Selon Forbes, les dirigeants de l'entreprise n'ont pas donné suite à la demande de transmission de données bien qu'elle ait été renouvelée à plusieurs reprises par le corps policier. Le FBI a finalement trouvé un suspect par d'autres méthodes.

QUELQUES PRÉCÉDENTS

Une chaîne de télévision de la Caroline du Nord a révélé plus tôt cette année que la police de Raleigh avait utilisé une approche similaire dans le cadre de quatre enquêtes l'année dernière.

Là encore, plutôt que de scruter les données de géolocalisation d'un individu donné, ils ont demandé à Google d'identifier les utilisateurs d'appareils mobiles ayant circulé à proximité de zones délimitées où des crimes étaient survenus.

M. Wessler, de l'ACLU, note que ce type de demande demeure peu répandu pour l'heure. Les corps policiers demandent cependant régulièrement aux compagnies téléphoniques d'identifier les appareils connectés à une tour de transmission à un moment clé pour pouvoir identifier des suspects potentiels.

L'information générée peut là encore inclure un grand nombre de personnes innocentes, mais les données sont beaucoup moins précises que celles de Google, relève l'analyste, qui doute de la constitutionnalité de telles demandes.

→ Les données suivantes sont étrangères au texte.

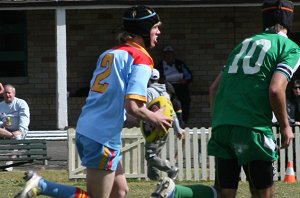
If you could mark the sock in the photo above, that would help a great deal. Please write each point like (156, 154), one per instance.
(193, 191)
(57, 190)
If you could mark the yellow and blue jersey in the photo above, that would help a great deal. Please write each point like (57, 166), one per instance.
(121, 73)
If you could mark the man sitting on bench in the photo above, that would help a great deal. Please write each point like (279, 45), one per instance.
(14, 116)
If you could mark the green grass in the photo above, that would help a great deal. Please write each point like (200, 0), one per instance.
(12, 182)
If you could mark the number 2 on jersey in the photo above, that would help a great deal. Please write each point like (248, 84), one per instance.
(99, 85)
(247, 68)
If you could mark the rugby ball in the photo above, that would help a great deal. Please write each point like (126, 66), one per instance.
(149, 132)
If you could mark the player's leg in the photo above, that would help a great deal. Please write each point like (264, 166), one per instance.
(120, 186)
(99, 182)
(260, 176)
(166, 188)
(36, 185)
(102, 164)
(227, 177)
(155, 163)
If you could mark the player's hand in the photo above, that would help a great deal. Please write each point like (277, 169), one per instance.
(162, 122)
(180, 134)
(287, 136)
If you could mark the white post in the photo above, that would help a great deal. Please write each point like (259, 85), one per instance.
(61, 58)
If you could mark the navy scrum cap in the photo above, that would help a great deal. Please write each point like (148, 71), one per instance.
(278, 11)
(139, 20)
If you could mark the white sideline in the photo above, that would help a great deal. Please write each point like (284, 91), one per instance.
(47, 135)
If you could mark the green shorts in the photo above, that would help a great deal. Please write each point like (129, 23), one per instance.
(243, 143)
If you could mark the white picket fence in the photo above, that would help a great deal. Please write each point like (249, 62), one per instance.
(192, 158)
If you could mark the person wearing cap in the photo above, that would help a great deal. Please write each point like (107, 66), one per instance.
(251, 85)
(118, 85)
(179, 75)
(152, 149)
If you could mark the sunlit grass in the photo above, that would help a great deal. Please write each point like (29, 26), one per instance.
(12, 182)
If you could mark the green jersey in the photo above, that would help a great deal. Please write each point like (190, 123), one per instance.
(242, 98)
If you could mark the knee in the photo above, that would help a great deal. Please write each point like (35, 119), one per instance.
(122, 193)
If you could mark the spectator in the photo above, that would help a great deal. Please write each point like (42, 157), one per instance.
(293, 103)
(14, 114)
(179, 75)
(152, 149)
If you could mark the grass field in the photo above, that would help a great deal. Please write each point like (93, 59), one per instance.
(12, 182)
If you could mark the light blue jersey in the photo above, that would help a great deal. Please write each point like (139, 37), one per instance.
(121, 72)
(18, 113)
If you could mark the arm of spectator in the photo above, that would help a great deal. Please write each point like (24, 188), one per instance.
(24, 114)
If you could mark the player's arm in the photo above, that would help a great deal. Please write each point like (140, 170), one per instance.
(277, 95)
(213, 89)
(137, 109)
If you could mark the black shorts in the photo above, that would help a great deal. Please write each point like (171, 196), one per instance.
(260, 174)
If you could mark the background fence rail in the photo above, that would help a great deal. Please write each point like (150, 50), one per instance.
(190, 155)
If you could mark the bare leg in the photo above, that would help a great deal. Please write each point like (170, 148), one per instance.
(120, 187)
(99, 182)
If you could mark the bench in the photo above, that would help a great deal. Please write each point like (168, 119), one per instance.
(22, 152)
(47, 135)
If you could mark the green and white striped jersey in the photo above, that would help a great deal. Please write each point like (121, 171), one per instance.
(242, 98)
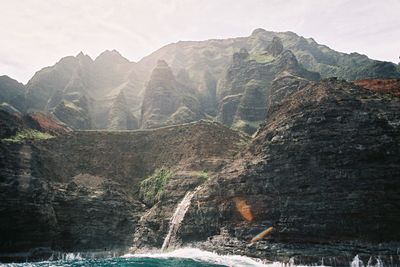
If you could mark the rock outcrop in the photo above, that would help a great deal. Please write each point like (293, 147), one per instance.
(391, 86)
(12, 93)
(321, 172)
(79, 191)
(120, 117)
(252, 80)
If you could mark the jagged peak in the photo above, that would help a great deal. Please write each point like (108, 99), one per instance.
(275, 47)
(83, 57)
(162, 63)
(258, 31)
(113, 55)
(162, 72)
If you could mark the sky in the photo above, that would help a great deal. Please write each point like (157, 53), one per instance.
(35, 34)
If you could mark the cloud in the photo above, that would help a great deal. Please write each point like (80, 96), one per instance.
(39, 33)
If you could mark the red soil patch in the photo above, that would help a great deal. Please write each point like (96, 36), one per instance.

Les autorités policières aux États-Unis prétendent depuis longtemps que les personnes qui acceptent que de « tierces parties », comme les compagnies téléphoniques, stockent des données à leur sujet ne peuvent présumer qu'elles sont protégées par les dispositions constitutionnelles interdisant les fouilles abusives.

En juin, la Cour suprême a invalidé cette logique dans une cause liée à l'obtention de l'historique de localisation d'un suspect en relevant le caractère extrêmement sensible de ces données.

M. Wessler pense que la décision pourrait avoir une incidence juridique sur des demandes comme celle formulée par le FBI et inciter Google à les contester devant les tribunaux.

« Historiquement, les sociétés technologiques se sont montrées plus disposées que les compagnies téléphoniques à contester les demandes des autorités », relève-t-il.

PROBABLE AU CANADA

Gerald Chan, avocat criminaliste de Toronto qui suit de près les développements technologiques en matière d'enquêtes policières, a indiqué hier qu'il n'avait pas connaissance de causes au Canada où Google avait été saisie d'une demande reflétant celle du FBI.

« Si ce n'est pas arrivé encore, ce n'est qu'une question de temps », a-t-il relevé.

Le scénario paraît d'autant plus probable, note M. Chan, que le gouvernement canadien a abaissé il y a quelques années le niveau de preuve requis des corps policiers pour qu'ils soient autorisés à accéder aux données de localisation.

Il est loin d'être clair qu'une contestation juridique de la part de Google face à une telle demande serait couronnée de succès, note M. Chan.

Un porte-parole de Google Canada, Aaron Brindle, a indiqué hier que la société avait l'habitude de s'opposer aux demandes d'informations de « portée exagérée » pour protéger la vie privée de ses utilisateurs. Il n'a pas précisé si la firme avait fait l'objet de mandats comme celui obtenu par le FBI aux États-Unis.

Christopher Parsons, chercheur associé au Citizen Lab de l'Université de Toronto qui étudie de près les développements dans ce domaine, n'a pas non plus eu connaissance à ce jour de demandes reflétant celle qui a été mise en lumière par Forbes.

Il note que les tribunaux canadiens permettent régulièrement aux corps policiers, comme aux États-Unis, d'obtenir d'un coup des compagnies téléphoniques des informations liées à l'ensemble des utilisateurs d'appareils connectés à une tour de transmission durant une période donnée.

Dans un jugement rendu en Ontario, un magistrat a cependant mis de l'avant en 2016 des lignes directrices visant à amener les policiers à mieux baliser leurs demandes pour limiter le nombre de personnes potentiellement touchées.

Le véritable problème au Canada, note M. Parsons, ne vient pas des tribunaux, mais des lois, qui protègent mieux traditionnellement le contenu des communications que les données qui y sont associées.

« Aujourd'hui, les métadonnées sont plus révélatrices, mais la loi ne s'est pas ajustée à cette réalité », dit-il.